I'll go back to numbering to better organize my musings.
1) People change, circumstances change, interests change, roles change, youth groups change, churches change, the God of the Bible doesn't. It's been a rough summer in terms of what has changed and what realities are setting in, but the gospel has sustained me. This is the only reason I can walk not in self-pity, but in confidence ... not in myself but by what's been done through Jesus on the cross. I hope his proclamation (known by religious and secular alike) of "It is finished" will violently become more of a reality to me in every gray area of my life that I don't want it to. I keep seeing me in the scriptures ... unfortunately as the scribes and pharisees. I hope and pray my response isn't the same as their's when Christ exposes the games I play to avoid obedience, submission, and acknowledgment that he is Lord of all.
2) My mind has wandered and been confronted with "What exactly does it mean to "become like Christ." The thing that keeps coming back is the reminder that in the end ... Christ died and Christ rose 3 days later. It's easy to know this but hard for my heart to see that professing Christ and becoming like him are not synonymous. It's weird to think that the person of Jesus knew who would deny him, who would reject him, who would accept him, who would bow before him, who would mock him, who would beat him, who would accuse him, who would spear him, wh would insult him, and yet went to the cross anyway. It's hard to let it sink in how Jesus could patiently love and let Judas follow him for 3 years, knowing who his ultimate betrayer would be (and on top of that with an intimate gesture of a kiss). It's kind of hard to think about how Jesus handles it when he's feeding and performing miracles for people, satisfying and curing people left and right, yet how some aren't interested in him at all but only in what he provides. Yet, he endures the cross.
-And just taking a step back and looking on a more macro level, the Jesus of the Bible didn't live the happiest life. He absolutely didn't. Garden of Gethsemane sweating drops of blood, getting betrayed by a close friend, getting constantly bad-mouthed and questioned (by the scribes and Pharisees), getting attacked and pushed up to the brink of a high hill by those he insulted with his preaching (Luke 7:23 makes me think), getting mocked all along the way, getting crucified, leaving his disciples, and followers in despair ... Is this the Jesus we're trying to emulate?
-It's mind-blowing because of the unlimited patience and endurance Christ had ... I mean Jesus comes out saying he's going to die on a cross and 3 days later rise from the dead from the beginning of his ministry around the age of 30 right? Yet his closest friends, the 12, seem to not get what he's saying at all, but instead argue over which of them in the group is the greatest ... What patience our King has. I've been pointed to Philippians 2-3 over and over and over again the past month or two:
"Have this mind among yourselves, which is yours in Christ Jesus, who though he was in the form of God, did not count equality with God a thing to be grasped, but made himself nothing, taking the form of a servant, being born n the likeness of men.
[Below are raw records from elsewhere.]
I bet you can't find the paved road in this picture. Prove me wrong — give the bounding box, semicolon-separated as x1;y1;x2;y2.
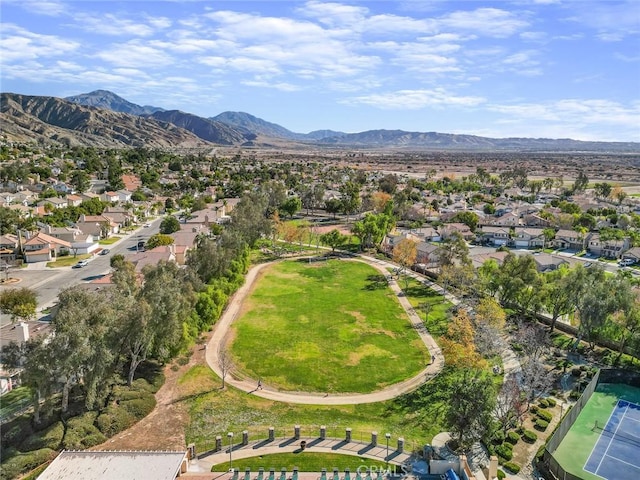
206;256;444;405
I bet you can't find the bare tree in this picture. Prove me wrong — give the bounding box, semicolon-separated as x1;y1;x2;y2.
218;347;233;389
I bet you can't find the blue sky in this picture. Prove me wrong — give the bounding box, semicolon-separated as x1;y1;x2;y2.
0;0;640;142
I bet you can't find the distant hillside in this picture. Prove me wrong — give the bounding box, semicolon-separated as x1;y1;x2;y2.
318;130;640;152
65;90;163;115
147;110;256;145
0;93;207;147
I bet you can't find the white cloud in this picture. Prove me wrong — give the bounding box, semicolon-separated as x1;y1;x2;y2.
437;8;529;38
74;13;155;37
94;40;174;69
0;24;80;64
342;88;485;110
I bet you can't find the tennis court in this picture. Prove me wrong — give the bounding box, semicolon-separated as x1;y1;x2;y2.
584;400;640;480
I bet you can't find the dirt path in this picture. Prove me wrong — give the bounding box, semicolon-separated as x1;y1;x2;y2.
92;338;210;451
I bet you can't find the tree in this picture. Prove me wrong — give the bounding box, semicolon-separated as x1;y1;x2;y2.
475;298;507;330
320;229;348;252
393;238;418;288
145;233;173;250
160;215;180;235
0;288;38;322
445;369;495;450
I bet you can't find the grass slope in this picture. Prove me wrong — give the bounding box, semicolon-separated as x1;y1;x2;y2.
231;260;429;393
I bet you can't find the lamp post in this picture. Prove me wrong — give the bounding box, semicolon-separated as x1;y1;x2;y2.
384;433;391;463
227;432;233;470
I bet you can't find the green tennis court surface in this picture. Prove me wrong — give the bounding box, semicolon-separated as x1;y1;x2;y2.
553;383;640;480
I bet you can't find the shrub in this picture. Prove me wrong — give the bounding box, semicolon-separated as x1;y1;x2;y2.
535;420;549;432
502;462;520;474
506;432;520;445
536;410;553;422
2;416;33;449
62;413;107;450
496;443;513;461
20;422;64;452
491;430;504;445
120;395;156;421
1;448;57;479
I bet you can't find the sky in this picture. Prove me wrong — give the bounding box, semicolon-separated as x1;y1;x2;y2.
0;0;640;142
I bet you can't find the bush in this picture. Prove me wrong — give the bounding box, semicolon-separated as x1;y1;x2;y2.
2;416;33;449
19;422;64;452
0;448;58;480
491;430;504;445
120;394;156;421
536;410;553;422
507;432;520;445
535;420;549;432
496;443;513;461
502;462;520;474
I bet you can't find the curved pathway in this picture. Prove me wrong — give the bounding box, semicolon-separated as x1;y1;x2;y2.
206;256;444;405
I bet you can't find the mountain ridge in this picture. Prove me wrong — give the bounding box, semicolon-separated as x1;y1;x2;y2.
2;90;640;152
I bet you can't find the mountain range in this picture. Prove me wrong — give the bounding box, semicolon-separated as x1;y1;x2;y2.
0;90;640;152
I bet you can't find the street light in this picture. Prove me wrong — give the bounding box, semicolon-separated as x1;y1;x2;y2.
384;433;391;463
227;432;233;470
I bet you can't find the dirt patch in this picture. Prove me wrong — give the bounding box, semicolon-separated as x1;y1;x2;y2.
92;338;208;451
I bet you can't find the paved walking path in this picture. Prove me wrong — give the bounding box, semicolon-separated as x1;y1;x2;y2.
206;256;444;405
189;437;410;476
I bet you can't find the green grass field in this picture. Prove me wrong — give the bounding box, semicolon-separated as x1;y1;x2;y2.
553;383;640;480
211;451;393;470
231;260;429;393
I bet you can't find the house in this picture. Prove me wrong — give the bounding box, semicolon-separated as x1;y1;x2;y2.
476;225;511;247
491;212;520;227
36;197;69;208
100;192;120;203
551;230;585;250
533;253;569;272
440;223;476;241
40;225;84;243
76;214;120;238
511;227;545;248
67;195;82;207
622;247;640;263
38;450;189;480
22;232;71;263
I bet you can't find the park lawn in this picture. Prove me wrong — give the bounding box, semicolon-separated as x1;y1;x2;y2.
231;260;429;393
179;365;456;456
211;451;393;472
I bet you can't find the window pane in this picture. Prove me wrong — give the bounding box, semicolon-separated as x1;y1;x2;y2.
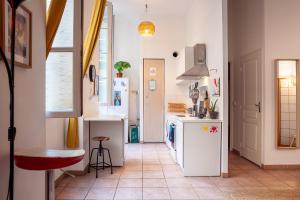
99;79;107;103
48;0;74;48
100;28;108;53
46;52;73;112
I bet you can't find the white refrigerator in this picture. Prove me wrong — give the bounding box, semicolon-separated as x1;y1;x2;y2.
112;78;129;143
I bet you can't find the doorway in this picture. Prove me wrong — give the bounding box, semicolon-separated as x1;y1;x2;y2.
241;50;262;166
143;59;165;142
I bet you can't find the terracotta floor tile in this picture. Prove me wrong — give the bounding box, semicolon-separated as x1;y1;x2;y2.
118;178;143;188
143;178;168;188
86;188;116;200
143;188;170;200
56;144;300;200
57;188;89;200
195;188;229;199
120;171;143;179
115;188;143;200
169;188;198;199
143;171;164;178
166;178;192;188
93;178;119;188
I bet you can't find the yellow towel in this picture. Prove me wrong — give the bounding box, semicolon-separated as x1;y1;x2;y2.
67;118;79;149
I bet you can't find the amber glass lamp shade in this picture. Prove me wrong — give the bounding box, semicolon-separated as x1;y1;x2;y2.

And being found in human form, he humbled himself by becoming obedient to the point of death, even death on a cross." - Philippians 2:5-8
"But whatever gain I had, I counted as loss for the sake of Christ. Indeed, I count everything as loss because of the surpassing worth of knowing Christ Jesus my Lord. For his sake I have suffered the loss of all things and count them as rubbish, in order that I may gain Christ and be found in him, not having a righteousness of my own that comes from the law, but that which comes through faith in Christ, the righteousness from God that depends on faith-that I may know him and the power of his resurrection, and may share in his sufferings, becoming like him in his death, that by any means possible I may attain the resurrection from the dead." - Philippians 3:7-11
-The first couple of times I read over it, I got it in my head and it was dandy and easy to read. But it's a different thing when the scriptures actually call you out y'know? I'll be honest. My natural tendency is not to make myself nothing, take the form of a servant, humble myself by becoming obedient to the point of death, even death on a cross. Intrinsically, my heart counts everything I could gain from being a morally nice Christian-y nice (wimpy) guy as something of worth. I want that recognition. I want people's attention on me, not the Lord and Creator of the universe. Most of the time I don't much care for knowing him and the power of his resurrection, much less want to share in his sufferings, becoming like him in his death. I don't naturally war for the things of God. I think most of us absolutely love the idea of Jesus; we love his teachings; and some part of us distantly wishes we could be like him, but I think most of us really don't want to war, sweat, and climb uphill to become like him. There's a difference between going to church and being the church. There's a difference between professing Christ and following Christ. There's a difference between religion and Jesus.
3) As I'm about to spend my last Sunday at CBC and home in general, I must say that this summer has been an interesting one for me. It's easily been the most trying emotionally. In conclusion, I'll say that it's weird growing up a little bit. I have a hard time with the concept of "being grown up" on many levels but it's really hit hard this summer in ways I could not begin word. Oh, what a God we serve. I hope we don't miss out on this. May we not settle on anything less than life to the full.
I don't say it as much, but love ya BASIC ...
...
Man, this post was originally 5 lines. Oops.